El hermano Guy me miró con expresión dubitativa; al cabo de unos instantes, se llevó la mano al interior del hábito, sacó un papel doblado y cubierto de arrugas y me lo tendió.

– No sabía si debía mostraros esto. Temía que os hiciera más daño que otra cosa.

– ¿Qué es?

– Lo encontré hace un mes sobre el escritorio de mi gabinete. Una mañana entré y allí estaba. Supongo que algún contrabandista sobornó a un hombre de Copynger para que lo dejara allí.

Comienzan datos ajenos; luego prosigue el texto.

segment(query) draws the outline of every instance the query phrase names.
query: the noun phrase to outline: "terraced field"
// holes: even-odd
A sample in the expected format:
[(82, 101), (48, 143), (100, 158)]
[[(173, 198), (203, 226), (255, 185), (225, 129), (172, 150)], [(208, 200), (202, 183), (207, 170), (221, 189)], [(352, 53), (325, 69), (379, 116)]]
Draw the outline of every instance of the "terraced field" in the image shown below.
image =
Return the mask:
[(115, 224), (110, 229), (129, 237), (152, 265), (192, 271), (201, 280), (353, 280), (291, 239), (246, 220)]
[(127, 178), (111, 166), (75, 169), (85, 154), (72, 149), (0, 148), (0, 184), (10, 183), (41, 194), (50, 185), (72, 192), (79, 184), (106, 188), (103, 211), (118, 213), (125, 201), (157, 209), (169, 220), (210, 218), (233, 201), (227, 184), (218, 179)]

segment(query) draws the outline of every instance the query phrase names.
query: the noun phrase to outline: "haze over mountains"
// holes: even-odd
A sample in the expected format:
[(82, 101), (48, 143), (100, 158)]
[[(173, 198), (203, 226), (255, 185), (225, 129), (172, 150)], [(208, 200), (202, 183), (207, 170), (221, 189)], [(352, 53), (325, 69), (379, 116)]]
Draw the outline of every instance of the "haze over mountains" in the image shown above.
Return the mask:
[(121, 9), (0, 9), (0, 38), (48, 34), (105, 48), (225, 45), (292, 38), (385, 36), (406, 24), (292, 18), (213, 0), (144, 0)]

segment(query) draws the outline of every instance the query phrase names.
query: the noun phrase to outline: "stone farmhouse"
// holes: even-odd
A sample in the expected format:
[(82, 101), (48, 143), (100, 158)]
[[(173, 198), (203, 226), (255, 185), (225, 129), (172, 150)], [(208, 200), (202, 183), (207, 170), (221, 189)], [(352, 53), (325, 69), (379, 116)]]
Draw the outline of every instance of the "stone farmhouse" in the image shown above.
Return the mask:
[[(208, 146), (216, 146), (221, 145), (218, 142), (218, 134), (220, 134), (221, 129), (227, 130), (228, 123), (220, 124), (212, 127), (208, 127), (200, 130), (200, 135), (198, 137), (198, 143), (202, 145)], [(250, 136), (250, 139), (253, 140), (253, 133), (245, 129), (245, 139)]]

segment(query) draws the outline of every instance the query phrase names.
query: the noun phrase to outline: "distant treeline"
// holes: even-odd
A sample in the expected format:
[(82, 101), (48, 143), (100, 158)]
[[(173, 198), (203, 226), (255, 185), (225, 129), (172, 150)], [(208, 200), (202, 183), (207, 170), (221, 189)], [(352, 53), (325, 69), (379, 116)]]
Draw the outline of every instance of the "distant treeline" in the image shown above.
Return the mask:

Es de ella, pero la escribió él.

Abrí la carta y empecé a leer la clara letra redonda de Mark.

Hermano Guy:

Le he pedido a Mark que os escriba estas líneas en mi lugar, pues tiene mejor letra que yo. Os las envío con un hombre de Scarnsea que viene a menudo a Francia, cuyo nombre prefiero mantener en secreto.

Os ruego me perdonéis por escribiros. Mark y yo estamos sanos y salvos en Francia, aunque no puedo deciros dónde. No sé cómo conseguimos atravesar la ciénaga aquella noche; hubo un momento en que Mark se hundió en el lodo, y creí que no podría sacarlo. Pero gracias a Dios conseguimos llegar al barco.

Nos casamos hace un mes. Mark sabía algo de francés y está mejorando tan deprisa que confiamos en que consiga trabajo como escribiente en la pequeña ciudad en la que vivimos. Somos felices, y yo empiezo a sentir una paz como no había sentido desde la muerte de mi primo, aunque no sé si el mundo nos dejará tranquilos en los tiempos que vivimos.

No hay ninguna razón para que todo esto os interese, pero deseaba que supierais que para mí fue muy amargo verme obligada a engañar a alguien que me protegió y que me enseñó tantas cosas. Lo lamentaré siempre, pero nunca me arrepentiré de haber matado a aquel hombre; si alguien merecía morir, era él. No sé qué será de vos fuera del monasterio, pero rezo a Nuestro Señor Jesucristo para que os guíe y proteja.